We will never run out of stories to tell about love. It’s one of the reasons movies continue to exist; that and Marvel. Quebec writer/director Philippe Lesage’s newest has a two-pronged structure that encompasses the masculine and the feminine, gay and straight, requited and unrequited love.

Théodore Pellerin and Noée Abita star as Guillaume and Charlotte, Montreal step-siblings navigating the choppy waters of first love. Guillaume, the younger of the two, attends an all-boys school where his role as class clown hides a vulnerability — and, it turns out, a romantic yearning for his best friend Nicolas (Jules Roy Sicotte).

Charlotte starts the film in a relationship with Maxime (Pier-Luc Funk), but decides she’d be better off dating older guys. It’s a decision that will have terrible repercussions, physical as opposed to her brother’s mental anguish.

 said the story was two-pronged but that’s not quite true. The final 20 minutes the film takes a narrative detour, introducing two younger characters — 12-year-old Félix (Édouard Tremblay-Grenier) and Béatrice (Emilie Bierre) — who meet and begin a chaste romance at an outdoor summer sleep-away camp.

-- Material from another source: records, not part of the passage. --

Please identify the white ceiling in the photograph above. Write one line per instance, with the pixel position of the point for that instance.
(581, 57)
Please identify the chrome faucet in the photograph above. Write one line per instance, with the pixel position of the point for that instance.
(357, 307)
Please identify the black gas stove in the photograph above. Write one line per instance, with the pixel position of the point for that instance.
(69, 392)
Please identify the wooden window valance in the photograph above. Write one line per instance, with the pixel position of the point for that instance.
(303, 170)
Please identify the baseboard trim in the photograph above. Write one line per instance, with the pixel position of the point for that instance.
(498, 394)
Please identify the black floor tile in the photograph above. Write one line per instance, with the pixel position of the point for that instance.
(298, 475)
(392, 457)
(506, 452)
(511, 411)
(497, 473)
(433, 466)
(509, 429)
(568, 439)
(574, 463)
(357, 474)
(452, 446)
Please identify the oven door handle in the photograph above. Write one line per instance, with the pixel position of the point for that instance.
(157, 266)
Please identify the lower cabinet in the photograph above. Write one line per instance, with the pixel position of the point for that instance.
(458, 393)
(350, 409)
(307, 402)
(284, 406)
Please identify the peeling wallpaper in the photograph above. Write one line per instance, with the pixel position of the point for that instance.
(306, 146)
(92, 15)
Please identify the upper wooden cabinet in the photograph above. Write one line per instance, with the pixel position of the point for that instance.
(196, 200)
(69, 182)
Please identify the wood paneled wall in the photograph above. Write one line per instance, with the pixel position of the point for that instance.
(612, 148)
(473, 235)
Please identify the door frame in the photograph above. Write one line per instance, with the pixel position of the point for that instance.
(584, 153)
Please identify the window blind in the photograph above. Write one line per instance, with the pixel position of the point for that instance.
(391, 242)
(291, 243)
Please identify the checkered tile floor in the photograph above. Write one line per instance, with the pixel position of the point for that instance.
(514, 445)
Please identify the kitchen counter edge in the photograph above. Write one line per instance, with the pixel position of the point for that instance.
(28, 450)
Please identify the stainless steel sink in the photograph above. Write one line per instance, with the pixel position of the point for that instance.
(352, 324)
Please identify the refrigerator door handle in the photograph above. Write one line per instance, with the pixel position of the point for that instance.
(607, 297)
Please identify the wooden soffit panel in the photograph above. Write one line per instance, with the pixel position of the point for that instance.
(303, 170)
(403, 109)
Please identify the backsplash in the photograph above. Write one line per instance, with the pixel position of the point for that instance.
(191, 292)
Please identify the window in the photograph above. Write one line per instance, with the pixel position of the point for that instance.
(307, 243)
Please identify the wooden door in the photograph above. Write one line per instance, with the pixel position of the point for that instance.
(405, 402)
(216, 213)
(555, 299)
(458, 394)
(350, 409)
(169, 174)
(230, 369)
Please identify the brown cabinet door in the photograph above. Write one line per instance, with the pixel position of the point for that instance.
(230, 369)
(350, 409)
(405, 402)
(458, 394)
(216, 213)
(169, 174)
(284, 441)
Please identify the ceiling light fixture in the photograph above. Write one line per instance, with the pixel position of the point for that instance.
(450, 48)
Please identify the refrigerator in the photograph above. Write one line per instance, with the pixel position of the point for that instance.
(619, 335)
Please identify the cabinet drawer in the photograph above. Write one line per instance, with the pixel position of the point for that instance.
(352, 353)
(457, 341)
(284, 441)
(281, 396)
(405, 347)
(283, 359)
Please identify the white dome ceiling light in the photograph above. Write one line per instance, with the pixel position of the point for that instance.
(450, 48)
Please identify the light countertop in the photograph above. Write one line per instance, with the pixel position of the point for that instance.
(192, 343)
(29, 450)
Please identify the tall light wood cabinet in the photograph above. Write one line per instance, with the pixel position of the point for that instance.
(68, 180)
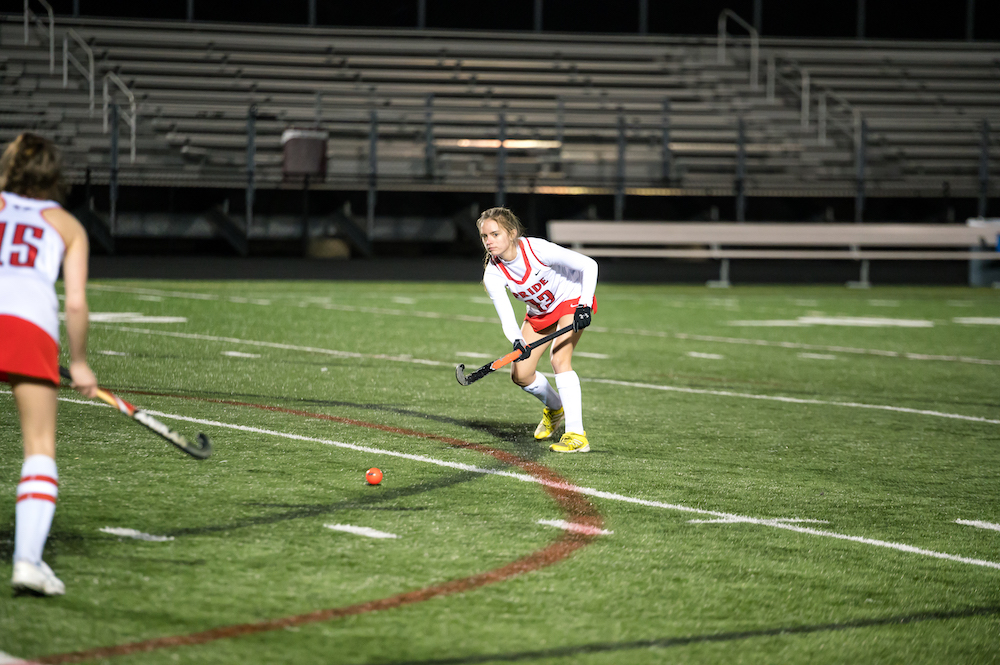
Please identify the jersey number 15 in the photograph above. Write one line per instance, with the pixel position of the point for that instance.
(21, 253)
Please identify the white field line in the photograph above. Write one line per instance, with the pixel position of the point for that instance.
(785, 520)
(817, 356)
(630, 384)
(794, 400)
(979, 525)
(600, 329)
(977, 321)
(576, 527)
(587, 491)
(138, 535)
(286, 347)
(360, 531)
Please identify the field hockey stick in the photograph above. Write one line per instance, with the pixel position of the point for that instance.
(200, 450)
(488, 368)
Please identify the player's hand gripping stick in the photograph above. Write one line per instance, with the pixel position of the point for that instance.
(516, 354)
(200, 450)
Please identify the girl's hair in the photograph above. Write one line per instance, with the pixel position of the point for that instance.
(32, 166)
(507, 221)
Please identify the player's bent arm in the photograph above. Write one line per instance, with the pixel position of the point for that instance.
(75, 283)
(551, 253)
(496, 287)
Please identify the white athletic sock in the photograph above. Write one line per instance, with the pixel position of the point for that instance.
(541, 389)
(36, 504)
(568, 384)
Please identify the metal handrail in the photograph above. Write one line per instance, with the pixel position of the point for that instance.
(805, 91)
(88, 73)
(754, 44)
(51, 30)
(129, 117)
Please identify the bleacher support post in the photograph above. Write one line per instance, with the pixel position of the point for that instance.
(771, 76)
(620, 174)
(821, 119)
(984, 168)
(667, 169)
(305, 215)
(805, 99)
(560, 118)
(861, 146)
(113, 175)
(501, 197)
(741, 166)
(429, 135)
(372, 173)
(251, 165)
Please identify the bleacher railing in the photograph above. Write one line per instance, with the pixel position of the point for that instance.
(50, 32)
(724, 16)
(130, 117)
(68, 57)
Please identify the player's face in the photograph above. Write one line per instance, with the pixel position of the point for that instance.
(495, 239)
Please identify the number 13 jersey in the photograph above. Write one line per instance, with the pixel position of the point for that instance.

It’s an intriguing story in its own right, but it feels like a narrative cheat; we’re not finished with Charlotte and Guillaume, whom we leave in a precarious state that cries out for closure. But as horseplay among the campers echoes an earlier pillow fight at Guillaume’s school, it seems that Lesage is winding back the clock to suggest that maybe love stories don’t always have to end badly. Or at the very least, they can begin and begin again.